52.3 Failure Handling Strategies

Strategy 1: Skip Optional Steps

async def skip_and_continue(plan: ExecutionPlan, failed_step: ExecutionStep):
    failed_step.status = "skipped"
    for step in plan.steps:
        if failed_step.step_id in step.depends_on:
            step.depends_on.remove(failed_step.step_id)

Strategy 2: Retry with Backoff

async def retry_with_backoff(executor, step, context, goal, max_retries=3) -> str:
    for attempt in range(max_retries):
        try:
            return await executor.execute_step(step, context, goal)
        except Exception:
            if attempt == max_retries - 1:
                raise
            await asyncio.sleep(2 ** attempt)  # 1s, 2s, 4s

Strategy 3: Full Replan (shown in main implementation)

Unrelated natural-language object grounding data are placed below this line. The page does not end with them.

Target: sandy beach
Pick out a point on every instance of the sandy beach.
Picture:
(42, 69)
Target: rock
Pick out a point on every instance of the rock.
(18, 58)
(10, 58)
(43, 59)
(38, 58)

Best when a critical step fails and the overall strategy needs adjustment based on failure information.

Failure Decision Flow

flowchart TD
    F[Step Failed] --> Q1{Critical step?}
    Q1 -->|No| SKIP[Skip, continue]
    Q1 -->|Yes| Q2{Retry count?}
    Q2 -->|< 3| RETRY[Retry with backoff]
    Q2 -->|>= 3| Q3{Replan count?}
    Q3 -->|< 2| REPLAN[Trigger replan]
    Q3 -->|>= 2| FAIL[Fail with report]
    RETRY --> F

Summary

This chapter systematically explored the design philosophy and implementation of Plan-and-Execute:

  1. Core difference from ReAct: Plan-and-Execute plans globally first then executes methodically—ideal for long-horizon tasks. ReAct decides reactively per step—ideal for dynamic tasks.
  2. Two-phase separation: Planner LLM maintains global perspective; Executor LLM focuses on single-step execution. This separation makes each component more capable.
  3. Parallel execution: Independent steps run concurrently via asyncio.gather, significantly improving throughput.
  4. Replanning: Failure triggers informed replanning based on completed work—far more efficient than starting from scratch.
  5. Three failure strategies: Skip (optional steps), retry with backoff (transient failures), full replan (systemic issues)—chosen based on step criticality.

Review Questions

  1. In what scenarios does Plan-and-Execute's "upfront planning" become a disadvantage? (Hint: consider information-incomplete scenarios.)
  2. How do you design the Planner to generate steps at appropriate granularity? What are the problems with too-coarse (few steps) vs. too-fine (many steps) plans?
  3. If different steps use different LLMs (Planner uses 70B, Executor uses 8B), how should step descriptions be crafted so the 8B model can execute accurately?
  4. Replanning consumes additional LLM calls. How do you estimate replanning cost and decide whether it's worth triggering?